Two couples argue to some funky electronic beats, their voices scratching like an old record. First it’s Dustin Hoffman and Meryl Streep from Kramer vs. Kramer. Then Adam Sandberg bursts in with angsty clips from “Threw it on the Ground.”  Then it’s the selfish seagulls from Finding Nemo shouting “Mine!” while Alfalfa and The arguments are thrown and remixed back and forth from one computer to the next. It sounds like a mess. 

It’s a fight to the death. 

A Webspinna fight to the death. 

Unfortunately the fight ends with King Solomon suggesting to cut the child in half, which is obviously an impossible task for the two parents, both of whom have legal right to claim the child.

Webspinna is an interesting concept. It’s performance art, the kind you only get to experience once because it happens live and is impossible to re-create exactly. No video cameras––no cameras at all, actually. The experience is recorded in memory only. But it's art. Or rather, a memory of art. 

Tabby and I had the idea to portray adults fighting the same way kids fight. We wanted to show how we don’t change all that much, particularly with things that strike deeply. The idea morphed into a child custody case–a very painful reality for a lot of people. There are no easy endings and the process is rarely clean cut and evenly mixed. A live battle of Internet audio was the perfect medium. It didn’t go at all as planned; the funky beats ended three quarters of the way through which left us going back-and-forth a Capella. But it was honest. And it worked.
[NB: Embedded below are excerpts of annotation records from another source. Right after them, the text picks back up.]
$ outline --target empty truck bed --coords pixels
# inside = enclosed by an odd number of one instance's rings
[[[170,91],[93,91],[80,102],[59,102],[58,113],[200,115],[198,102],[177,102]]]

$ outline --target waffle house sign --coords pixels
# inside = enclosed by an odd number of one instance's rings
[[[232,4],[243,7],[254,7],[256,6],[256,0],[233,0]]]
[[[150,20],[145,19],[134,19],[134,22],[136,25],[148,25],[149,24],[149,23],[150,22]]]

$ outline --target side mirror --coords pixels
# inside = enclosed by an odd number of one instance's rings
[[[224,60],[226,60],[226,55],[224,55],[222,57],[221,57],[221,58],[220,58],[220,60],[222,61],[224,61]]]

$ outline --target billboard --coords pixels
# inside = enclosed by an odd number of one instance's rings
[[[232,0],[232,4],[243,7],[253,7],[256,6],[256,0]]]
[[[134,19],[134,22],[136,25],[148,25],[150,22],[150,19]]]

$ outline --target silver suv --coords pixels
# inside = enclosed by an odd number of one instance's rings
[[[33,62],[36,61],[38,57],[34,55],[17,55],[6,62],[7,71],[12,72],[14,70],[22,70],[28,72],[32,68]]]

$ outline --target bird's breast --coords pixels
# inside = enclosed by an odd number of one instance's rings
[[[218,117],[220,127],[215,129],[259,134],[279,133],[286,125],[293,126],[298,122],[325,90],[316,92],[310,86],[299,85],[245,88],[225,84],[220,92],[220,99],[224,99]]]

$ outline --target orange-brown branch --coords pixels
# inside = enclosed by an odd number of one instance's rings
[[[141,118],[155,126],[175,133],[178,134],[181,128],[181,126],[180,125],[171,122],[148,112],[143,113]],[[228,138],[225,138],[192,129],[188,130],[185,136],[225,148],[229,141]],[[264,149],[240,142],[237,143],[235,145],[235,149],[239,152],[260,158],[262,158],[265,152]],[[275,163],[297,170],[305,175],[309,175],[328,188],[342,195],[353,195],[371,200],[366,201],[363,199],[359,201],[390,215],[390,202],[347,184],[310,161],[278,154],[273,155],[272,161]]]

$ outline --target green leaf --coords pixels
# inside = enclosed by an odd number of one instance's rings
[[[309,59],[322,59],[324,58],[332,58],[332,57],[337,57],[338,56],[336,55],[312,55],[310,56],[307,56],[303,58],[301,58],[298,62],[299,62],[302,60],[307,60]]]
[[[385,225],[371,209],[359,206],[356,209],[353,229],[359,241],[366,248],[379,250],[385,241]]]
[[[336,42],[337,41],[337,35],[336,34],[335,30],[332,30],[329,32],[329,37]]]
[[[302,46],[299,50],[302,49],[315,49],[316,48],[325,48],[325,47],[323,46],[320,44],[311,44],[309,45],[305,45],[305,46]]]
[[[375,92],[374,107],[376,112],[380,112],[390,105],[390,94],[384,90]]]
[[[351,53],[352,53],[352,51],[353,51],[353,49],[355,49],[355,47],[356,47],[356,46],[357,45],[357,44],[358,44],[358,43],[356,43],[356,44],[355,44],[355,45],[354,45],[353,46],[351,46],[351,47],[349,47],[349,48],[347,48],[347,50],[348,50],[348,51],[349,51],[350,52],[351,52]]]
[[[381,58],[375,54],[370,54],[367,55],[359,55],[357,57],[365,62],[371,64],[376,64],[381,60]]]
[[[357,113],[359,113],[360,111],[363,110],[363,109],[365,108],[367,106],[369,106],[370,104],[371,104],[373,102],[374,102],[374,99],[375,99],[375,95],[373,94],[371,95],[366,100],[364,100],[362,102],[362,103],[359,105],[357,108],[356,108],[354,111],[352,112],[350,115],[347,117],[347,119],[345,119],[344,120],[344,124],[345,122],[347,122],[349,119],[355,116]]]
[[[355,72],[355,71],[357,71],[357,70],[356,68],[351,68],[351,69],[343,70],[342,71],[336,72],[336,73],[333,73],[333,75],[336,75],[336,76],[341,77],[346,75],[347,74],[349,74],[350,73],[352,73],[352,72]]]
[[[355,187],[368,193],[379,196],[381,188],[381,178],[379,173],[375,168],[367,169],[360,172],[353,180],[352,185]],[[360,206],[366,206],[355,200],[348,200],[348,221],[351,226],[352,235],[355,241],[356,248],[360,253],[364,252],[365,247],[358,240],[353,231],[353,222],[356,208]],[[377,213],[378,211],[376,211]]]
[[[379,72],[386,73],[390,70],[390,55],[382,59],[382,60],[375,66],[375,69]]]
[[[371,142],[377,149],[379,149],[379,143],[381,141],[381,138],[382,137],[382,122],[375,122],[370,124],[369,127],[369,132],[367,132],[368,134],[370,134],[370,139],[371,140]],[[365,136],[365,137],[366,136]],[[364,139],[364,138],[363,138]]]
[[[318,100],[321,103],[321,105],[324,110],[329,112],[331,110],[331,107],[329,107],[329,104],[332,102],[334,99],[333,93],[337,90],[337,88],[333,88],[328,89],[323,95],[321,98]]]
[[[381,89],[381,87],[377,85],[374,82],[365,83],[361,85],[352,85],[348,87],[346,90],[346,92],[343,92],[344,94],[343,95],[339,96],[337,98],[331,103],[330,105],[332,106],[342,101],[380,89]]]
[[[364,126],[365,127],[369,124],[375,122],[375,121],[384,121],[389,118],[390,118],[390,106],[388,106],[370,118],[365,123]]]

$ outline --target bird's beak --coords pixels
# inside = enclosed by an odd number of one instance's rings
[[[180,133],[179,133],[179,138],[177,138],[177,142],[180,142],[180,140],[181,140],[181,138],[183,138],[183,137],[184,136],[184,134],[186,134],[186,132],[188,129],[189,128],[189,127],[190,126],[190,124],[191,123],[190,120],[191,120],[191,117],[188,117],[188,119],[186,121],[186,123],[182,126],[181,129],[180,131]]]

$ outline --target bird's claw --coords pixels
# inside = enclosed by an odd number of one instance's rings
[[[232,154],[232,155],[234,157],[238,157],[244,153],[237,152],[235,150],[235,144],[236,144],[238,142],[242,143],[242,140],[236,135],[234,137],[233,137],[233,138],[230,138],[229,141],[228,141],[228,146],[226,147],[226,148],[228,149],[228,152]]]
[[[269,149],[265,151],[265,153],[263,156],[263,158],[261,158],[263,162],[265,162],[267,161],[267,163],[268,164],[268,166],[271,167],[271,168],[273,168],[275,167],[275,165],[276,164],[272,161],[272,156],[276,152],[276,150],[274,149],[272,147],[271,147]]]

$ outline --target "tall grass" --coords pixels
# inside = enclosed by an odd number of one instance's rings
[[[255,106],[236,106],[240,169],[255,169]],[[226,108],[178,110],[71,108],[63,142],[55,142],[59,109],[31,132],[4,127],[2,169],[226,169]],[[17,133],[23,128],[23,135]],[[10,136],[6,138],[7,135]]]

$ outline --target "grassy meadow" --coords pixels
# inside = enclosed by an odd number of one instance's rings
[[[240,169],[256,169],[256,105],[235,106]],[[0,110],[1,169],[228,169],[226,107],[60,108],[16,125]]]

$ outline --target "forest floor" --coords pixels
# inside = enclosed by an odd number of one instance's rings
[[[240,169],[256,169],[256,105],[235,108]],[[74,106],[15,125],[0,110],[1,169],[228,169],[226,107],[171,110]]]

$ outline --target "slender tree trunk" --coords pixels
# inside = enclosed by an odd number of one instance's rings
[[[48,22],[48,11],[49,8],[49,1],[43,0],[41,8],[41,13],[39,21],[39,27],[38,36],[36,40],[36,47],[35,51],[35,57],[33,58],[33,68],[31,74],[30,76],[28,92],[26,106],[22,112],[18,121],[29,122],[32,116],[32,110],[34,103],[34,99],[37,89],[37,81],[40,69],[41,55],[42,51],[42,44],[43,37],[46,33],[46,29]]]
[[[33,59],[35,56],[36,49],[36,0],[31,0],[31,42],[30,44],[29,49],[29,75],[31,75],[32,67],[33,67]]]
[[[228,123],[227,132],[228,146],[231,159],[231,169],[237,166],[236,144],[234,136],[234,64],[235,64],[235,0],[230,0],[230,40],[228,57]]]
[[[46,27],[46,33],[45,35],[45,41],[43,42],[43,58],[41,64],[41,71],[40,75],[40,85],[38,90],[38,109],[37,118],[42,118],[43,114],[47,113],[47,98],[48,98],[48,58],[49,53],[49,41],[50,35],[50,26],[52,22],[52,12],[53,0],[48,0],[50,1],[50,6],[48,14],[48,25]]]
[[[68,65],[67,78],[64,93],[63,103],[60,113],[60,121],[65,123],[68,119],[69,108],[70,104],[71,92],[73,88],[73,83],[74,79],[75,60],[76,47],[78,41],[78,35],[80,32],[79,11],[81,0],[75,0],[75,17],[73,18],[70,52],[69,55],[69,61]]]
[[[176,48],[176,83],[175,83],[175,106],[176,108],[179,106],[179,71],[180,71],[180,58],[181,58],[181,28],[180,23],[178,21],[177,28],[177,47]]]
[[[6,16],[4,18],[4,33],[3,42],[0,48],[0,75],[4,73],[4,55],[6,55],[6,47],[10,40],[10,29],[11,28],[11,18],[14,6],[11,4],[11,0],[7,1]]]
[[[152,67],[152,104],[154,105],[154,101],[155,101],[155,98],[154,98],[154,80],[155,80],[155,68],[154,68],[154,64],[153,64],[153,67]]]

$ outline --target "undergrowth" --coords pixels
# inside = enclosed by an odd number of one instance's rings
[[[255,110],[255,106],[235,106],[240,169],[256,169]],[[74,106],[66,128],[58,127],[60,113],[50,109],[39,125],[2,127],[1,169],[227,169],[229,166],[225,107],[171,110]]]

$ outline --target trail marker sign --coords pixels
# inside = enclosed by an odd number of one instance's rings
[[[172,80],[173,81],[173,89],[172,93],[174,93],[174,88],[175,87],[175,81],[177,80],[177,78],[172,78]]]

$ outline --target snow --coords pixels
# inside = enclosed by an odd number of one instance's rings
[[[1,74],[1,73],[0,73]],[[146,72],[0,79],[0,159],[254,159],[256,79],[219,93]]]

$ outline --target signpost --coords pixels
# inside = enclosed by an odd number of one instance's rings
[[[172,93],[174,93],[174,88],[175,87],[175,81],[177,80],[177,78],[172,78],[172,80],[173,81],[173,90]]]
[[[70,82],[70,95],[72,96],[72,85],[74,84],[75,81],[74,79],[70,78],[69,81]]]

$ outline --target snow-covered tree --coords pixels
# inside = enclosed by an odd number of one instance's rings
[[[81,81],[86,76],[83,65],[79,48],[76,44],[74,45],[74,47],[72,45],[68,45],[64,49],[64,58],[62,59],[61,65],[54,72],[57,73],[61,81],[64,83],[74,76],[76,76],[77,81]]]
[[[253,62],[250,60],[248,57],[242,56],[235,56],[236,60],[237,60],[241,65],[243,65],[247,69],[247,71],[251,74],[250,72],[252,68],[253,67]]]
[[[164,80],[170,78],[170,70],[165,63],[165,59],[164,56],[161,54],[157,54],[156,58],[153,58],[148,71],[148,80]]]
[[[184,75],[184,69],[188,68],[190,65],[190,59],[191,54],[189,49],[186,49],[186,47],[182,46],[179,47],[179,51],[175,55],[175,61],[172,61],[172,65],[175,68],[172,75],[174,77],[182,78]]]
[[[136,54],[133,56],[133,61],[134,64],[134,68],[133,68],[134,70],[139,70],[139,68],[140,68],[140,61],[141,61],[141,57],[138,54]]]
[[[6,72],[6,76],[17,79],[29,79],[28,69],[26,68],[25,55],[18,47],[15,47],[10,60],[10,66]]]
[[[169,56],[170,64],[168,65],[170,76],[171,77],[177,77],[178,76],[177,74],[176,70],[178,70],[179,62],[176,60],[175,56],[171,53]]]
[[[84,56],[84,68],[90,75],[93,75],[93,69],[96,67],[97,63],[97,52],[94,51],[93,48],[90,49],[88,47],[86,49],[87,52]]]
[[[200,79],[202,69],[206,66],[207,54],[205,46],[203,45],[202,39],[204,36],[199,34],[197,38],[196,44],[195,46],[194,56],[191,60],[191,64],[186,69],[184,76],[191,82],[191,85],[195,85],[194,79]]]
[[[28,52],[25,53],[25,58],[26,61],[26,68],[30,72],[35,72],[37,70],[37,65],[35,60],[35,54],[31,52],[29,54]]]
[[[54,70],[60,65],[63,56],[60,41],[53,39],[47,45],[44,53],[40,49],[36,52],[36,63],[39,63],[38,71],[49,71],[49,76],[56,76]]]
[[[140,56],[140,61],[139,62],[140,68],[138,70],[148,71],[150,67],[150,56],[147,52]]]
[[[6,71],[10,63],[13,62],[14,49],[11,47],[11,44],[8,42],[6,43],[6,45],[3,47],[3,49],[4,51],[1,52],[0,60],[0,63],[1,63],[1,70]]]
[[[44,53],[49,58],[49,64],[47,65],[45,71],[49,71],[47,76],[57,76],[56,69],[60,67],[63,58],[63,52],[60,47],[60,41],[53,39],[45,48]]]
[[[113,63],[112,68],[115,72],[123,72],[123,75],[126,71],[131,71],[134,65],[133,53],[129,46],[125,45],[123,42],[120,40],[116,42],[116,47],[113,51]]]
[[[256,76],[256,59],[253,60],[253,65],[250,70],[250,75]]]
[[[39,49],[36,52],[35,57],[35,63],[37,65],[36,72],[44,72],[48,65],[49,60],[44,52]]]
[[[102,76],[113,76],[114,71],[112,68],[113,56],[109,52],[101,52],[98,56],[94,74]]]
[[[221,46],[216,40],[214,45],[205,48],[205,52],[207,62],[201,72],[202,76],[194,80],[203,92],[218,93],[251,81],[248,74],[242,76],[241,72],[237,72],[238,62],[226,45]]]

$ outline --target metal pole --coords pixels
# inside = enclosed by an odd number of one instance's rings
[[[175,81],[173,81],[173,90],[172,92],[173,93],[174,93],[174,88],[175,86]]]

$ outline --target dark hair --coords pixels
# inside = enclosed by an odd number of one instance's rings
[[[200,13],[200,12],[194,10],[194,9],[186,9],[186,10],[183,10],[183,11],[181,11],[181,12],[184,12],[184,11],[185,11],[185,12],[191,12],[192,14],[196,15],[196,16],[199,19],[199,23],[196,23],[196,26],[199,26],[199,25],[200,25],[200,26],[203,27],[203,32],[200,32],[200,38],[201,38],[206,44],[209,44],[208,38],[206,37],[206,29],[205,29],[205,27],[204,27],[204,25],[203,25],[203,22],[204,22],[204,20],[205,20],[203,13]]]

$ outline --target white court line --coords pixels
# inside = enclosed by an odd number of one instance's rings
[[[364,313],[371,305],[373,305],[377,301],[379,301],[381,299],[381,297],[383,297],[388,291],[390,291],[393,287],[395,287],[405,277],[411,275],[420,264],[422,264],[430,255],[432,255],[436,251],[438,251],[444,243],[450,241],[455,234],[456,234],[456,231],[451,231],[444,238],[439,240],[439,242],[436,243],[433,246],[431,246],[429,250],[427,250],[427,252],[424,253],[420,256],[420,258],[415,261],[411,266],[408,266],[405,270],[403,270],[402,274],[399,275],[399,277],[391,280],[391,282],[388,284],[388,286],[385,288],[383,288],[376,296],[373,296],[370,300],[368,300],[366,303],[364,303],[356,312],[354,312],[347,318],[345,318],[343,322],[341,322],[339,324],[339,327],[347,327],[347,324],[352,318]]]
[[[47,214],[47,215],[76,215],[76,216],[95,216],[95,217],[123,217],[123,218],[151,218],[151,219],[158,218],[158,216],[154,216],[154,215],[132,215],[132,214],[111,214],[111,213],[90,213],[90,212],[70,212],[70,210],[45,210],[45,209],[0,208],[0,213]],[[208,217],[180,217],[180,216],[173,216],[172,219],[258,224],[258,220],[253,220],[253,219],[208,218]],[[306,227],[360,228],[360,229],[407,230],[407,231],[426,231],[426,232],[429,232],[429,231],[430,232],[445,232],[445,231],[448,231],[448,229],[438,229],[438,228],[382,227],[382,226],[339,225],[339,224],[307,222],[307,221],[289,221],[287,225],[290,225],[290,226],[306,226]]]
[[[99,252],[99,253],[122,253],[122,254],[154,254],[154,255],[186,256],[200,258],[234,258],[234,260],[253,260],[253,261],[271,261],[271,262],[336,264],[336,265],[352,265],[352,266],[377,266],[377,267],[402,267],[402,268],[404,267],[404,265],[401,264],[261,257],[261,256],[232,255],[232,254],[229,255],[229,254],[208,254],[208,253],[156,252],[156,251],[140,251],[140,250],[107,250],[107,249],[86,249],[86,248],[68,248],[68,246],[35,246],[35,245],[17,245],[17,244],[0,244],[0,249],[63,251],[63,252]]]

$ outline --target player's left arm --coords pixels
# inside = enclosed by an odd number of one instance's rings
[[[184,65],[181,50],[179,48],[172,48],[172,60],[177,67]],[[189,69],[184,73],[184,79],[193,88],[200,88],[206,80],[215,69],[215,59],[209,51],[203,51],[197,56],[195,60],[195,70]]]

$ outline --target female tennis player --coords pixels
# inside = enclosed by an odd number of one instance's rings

Coming up with content to tell our story was surprisingly easy. So much of our vernacular is not our own. Author Jonathan Lethem wrote an article detailing how plagiarism is an everyday part of how we communicate. Our words and how we use them come from infinite sources that we are unknowingly immersed in. At home, my family and I communicate a lot through movie quotes. My mom challenged us to go a whole day without quoting any movies. It never happened. Lethem explains that we may conceive of an idea quite honestly and fail to recognize the source from which we are robbing. So we rob, then we take what we’ve robbed and we put it through our own lenses to communicate something uniquely ours. It’s not new; it’s just reorganized and juxtaposed material. 

Probably the best analogy to a Webspinna battle is in Scott Pilgrim v. The World. The movie is rife with references to pop-culture and it’s ancestry and includes seven epic and totally ridiculous battles between Scott and various archetypes. Everything in the film came from somewhere else. But what make it unique, and what makes our voices unique is how its all assembled.